As for the problem of getting bent out of shape if you comfort a kid at nighttime, I might frame that as, "I put our little one back to bed so that you wouldn't be awakened.  I was being nice and helpful."  Now, she might see that as an affront.  You might ask her, "Why do you think I did something wrong?"  She might fly off the handle and accuse you of disobeying her, excluding her, disrespecting her and her wishes, trying to turn her kid against her, etc.  If she gets really bent out of shape, then I think she's not able to listen to you anymore, and you might need to stop talking.  Nevertheless, you'll have some clues about her distorted thinking process.  But if she's reasonably calm, and if you stay calm, you can insist, you did what was right for the child, AND you were doing something nice for her, too.  I think that deep down, she knows she's being unreasonable.  Just repeat your stance, calmly, reassuringly, "I did the right thing, and I wanted to do something nice for you too," and maybe it will start to sink in.  Maybe not at that second, but sometime down the road.  You see, pwBPD tend to assume the worst, and they see negatives where there aren't any.  Sometimes I think they need help to clarify things, reframe them and learn to see some positives.

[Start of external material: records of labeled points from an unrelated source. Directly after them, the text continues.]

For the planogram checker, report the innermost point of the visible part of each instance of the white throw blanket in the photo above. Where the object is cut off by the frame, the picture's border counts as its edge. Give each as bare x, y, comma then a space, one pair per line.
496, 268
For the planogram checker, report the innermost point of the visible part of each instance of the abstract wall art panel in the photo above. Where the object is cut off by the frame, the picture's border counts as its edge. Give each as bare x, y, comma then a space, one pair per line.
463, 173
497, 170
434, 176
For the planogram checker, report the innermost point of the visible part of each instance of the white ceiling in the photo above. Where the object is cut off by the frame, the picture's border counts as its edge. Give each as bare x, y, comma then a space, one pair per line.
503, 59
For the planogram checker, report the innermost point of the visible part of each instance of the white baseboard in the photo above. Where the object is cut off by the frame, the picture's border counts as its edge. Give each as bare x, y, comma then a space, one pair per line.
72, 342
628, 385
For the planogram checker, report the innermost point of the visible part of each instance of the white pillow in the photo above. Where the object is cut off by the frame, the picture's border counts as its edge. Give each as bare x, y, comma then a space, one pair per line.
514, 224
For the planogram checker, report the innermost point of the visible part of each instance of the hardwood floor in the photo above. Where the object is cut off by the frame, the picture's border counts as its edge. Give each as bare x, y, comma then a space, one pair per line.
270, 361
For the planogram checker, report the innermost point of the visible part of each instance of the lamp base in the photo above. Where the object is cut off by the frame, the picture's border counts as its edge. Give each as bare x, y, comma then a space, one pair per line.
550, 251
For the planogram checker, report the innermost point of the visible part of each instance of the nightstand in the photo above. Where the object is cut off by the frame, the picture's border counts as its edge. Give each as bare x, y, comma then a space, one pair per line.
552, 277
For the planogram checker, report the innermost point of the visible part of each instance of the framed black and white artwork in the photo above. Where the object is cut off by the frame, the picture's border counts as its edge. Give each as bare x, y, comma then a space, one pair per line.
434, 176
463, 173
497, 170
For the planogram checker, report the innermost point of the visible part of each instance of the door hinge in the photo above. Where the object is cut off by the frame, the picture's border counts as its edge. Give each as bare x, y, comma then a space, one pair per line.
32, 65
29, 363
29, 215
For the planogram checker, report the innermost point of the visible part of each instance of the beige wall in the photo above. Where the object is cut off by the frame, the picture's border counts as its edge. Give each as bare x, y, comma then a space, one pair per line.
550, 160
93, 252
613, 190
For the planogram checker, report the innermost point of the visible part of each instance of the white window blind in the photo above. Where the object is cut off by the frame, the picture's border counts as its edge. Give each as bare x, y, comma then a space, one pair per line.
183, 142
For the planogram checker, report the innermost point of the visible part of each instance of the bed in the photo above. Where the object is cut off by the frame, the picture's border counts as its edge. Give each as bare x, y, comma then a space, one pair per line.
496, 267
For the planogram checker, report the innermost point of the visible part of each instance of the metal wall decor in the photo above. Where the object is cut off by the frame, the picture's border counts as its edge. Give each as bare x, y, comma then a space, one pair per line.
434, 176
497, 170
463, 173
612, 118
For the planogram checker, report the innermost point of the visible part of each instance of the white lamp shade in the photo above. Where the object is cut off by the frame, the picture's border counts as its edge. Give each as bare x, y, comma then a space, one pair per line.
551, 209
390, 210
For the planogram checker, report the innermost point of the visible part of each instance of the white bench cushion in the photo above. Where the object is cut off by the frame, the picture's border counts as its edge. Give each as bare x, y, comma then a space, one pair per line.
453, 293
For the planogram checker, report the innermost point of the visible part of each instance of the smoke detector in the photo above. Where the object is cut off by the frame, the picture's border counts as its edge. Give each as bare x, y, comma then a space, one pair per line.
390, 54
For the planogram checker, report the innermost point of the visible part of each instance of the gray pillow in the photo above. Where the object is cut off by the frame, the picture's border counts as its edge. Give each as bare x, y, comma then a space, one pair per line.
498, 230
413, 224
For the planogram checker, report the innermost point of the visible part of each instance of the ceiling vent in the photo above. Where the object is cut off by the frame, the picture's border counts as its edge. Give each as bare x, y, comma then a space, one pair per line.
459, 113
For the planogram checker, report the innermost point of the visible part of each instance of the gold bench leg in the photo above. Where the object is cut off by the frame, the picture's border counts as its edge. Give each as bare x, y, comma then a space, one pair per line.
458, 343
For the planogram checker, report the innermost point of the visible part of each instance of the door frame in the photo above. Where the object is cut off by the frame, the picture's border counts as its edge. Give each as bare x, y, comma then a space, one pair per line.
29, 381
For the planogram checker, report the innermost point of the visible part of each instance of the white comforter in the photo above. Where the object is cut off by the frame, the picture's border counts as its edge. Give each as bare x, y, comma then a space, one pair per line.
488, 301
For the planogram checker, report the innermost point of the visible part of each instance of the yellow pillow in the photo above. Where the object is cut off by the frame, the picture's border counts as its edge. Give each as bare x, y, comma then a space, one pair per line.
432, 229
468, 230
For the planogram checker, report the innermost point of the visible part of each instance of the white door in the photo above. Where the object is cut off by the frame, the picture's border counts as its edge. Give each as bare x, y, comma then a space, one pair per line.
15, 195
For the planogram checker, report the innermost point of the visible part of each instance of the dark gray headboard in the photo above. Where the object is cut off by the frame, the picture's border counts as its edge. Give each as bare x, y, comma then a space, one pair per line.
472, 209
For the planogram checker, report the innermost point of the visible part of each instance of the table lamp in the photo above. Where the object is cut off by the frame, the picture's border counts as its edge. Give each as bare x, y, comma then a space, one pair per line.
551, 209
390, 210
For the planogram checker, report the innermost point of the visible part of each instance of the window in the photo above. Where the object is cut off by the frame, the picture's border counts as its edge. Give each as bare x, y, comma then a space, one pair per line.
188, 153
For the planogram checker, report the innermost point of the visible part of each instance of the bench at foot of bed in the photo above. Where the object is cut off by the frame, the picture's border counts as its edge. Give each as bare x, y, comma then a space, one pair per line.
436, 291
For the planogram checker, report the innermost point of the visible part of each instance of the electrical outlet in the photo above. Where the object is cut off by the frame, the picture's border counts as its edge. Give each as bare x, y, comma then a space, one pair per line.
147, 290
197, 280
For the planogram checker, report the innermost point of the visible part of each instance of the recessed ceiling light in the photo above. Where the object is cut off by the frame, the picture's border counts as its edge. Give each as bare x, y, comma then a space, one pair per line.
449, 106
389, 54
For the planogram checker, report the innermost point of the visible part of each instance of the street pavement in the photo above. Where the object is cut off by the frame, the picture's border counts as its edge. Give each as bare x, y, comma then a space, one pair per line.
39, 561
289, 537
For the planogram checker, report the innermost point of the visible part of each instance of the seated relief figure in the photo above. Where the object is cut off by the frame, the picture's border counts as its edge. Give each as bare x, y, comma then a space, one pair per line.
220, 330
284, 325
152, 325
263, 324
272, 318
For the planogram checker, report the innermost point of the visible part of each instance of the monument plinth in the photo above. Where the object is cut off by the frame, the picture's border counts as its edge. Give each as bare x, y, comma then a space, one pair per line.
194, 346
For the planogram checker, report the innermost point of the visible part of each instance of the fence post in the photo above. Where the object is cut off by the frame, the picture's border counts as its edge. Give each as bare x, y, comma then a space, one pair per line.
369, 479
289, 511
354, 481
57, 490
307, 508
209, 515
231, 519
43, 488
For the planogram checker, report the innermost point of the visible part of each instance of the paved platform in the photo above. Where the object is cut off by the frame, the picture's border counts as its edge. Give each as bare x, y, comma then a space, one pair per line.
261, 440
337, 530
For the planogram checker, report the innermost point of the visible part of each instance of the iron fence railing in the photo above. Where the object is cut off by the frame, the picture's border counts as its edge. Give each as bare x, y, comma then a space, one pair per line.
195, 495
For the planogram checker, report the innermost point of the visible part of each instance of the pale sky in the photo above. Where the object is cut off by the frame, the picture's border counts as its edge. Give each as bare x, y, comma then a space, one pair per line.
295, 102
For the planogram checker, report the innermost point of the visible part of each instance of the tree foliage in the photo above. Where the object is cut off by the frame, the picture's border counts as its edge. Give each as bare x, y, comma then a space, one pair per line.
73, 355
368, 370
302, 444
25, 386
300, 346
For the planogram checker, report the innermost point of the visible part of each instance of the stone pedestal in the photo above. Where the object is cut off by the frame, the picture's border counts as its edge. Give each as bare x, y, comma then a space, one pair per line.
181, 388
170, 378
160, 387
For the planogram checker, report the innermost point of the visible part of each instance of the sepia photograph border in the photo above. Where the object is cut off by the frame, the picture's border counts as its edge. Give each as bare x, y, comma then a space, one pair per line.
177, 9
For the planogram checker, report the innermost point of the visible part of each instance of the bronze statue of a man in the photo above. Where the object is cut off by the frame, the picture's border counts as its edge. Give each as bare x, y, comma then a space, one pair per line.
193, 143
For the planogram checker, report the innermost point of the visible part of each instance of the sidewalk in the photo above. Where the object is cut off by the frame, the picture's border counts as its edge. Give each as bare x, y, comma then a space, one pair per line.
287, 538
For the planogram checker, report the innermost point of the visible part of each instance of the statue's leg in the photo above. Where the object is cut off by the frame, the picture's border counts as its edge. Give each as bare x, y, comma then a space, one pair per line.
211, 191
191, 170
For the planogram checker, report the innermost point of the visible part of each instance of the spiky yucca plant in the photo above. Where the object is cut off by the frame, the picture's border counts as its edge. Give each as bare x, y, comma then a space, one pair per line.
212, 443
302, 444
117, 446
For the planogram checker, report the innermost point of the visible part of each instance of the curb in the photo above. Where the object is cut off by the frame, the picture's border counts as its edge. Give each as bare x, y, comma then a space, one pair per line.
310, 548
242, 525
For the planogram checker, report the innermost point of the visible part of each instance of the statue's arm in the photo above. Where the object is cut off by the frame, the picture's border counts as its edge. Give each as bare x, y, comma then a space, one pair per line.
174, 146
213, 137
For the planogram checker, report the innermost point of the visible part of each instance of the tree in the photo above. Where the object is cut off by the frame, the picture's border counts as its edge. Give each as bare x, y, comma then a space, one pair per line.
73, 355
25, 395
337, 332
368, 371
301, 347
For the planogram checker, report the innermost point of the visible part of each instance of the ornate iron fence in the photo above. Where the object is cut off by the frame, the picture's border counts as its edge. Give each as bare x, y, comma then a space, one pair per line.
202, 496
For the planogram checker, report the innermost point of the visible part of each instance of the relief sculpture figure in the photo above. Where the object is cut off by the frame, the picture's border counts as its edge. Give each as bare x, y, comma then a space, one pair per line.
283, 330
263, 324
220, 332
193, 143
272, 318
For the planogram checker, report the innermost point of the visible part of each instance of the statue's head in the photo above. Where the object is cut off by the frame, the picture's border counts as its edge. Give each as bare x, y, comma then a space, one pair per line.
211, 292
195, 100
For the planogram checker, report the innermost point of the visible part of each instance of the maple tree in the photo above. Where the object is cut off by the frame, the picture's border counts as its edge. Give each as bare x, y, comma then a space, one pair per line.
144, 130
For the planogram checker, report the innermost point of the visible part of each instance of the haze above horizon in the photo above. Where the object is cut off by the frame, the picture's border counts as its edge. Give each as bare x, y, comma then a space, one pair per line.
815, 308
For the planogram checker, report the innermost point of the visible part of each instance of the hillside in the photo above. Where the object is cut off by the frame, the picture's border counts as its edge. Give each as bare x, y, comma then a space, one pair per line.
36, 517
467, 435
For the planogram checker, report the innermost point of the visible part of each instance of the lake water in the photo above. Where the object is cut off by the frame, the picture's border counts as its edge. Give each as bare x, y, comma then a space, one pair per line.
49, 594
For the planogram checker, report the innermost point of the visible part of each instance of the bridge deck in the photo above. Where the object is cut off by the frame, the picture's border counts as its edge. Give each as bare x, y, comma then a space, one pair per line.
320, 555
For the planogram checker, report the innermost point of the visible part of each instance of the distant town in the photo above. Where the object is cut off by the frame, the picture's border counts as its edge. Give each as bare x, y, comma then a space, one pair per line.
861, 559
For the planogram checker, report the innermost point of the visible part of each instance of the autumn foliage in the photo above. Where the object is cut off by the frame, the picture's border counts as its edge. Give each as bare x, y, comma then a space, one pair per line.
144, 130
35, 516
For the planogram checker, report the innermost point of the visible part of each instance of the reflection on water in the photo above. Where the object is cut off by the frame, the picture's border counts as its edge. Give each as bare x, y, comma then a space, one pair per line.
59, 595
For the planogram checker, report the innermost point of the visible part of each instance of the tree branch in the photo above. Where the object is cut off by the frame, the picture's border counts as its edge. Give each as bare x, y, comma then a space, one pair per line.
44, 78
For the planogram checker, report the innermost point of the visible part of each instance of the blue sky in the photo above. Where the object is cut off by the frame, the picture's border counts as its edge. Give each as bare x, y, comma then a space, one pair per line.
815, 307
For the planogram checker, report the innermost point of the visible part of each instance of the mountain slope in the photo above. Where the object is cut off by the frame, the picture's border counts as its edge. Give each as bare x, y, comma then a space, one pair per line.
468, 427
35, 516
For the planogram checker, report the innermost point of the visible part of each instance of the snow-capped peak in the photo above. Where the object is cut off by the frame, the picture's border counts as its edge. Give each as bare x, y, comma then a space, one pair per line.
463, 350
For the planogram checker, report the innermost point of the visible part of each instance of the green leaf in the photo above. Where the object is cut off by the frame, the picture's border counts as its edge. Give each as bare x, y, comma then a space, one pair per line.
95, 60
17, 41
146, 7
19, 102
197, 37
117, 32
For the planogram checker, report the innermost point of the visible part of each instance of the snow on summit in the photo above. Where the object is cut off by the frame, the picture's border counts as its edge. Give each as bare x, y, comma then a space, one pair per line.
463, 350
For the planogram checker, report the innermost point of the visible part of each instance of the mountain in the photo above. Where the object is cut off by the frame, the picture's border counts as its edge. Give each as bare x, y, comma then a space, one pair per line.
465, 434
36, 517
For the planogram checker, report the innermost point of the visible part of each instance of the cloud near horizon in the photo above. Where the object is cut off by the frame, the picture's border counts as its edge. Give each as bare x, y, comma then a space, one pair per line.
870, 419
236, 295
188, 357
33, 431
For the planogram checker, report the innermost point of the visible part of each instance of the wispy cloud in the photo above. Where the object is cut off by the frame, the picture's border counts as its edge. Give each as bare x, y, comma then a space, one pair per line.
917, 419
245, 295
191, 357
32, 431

I have arguments like this with my own spouse.  He has a habit of accusing me of futuristic things that haven't even happened, like:  "Don't get upset if she's late for dinner!!!!"  My standard response to this is, "Please don't pick on me for things I haven't done."  If he berates me more, I'll say, "I'm not discussing something that hasn't even happened," and I might leave the room to get away.  I say these phrases so often that he starts to see what he's doing, and now he'll back off more quickly, because he sees how he's being naggy, unfair and projecting his own insecurities onto me.  Arguing about things I haven't actually done is just as silly about arguing about how you comfort the kids and let your wife get restful sleep.  But I think the root of it all is deep insecurity, as well as a general feeling of overwhelm and lack of agency.

Another tactic I'd recommend is abundant praise, and pointing out the good things.  Let's say your wife has a restful sleep.  I might say something like, "Isn't it wonderful to get a full night's sleep?"  Or, "The kids are all dressed and ready!  Now they can give Mum a huge good morning hug!"  I guess what I'm saying is that you can manufacture some happy moments and remind everyone how good the day is, just by praising the simplest things.  With my spouse, I try to notice something nice that he does every day, and praise him for it:  "It's wonderful to have a husband who makes such good coffee."  And I mean it.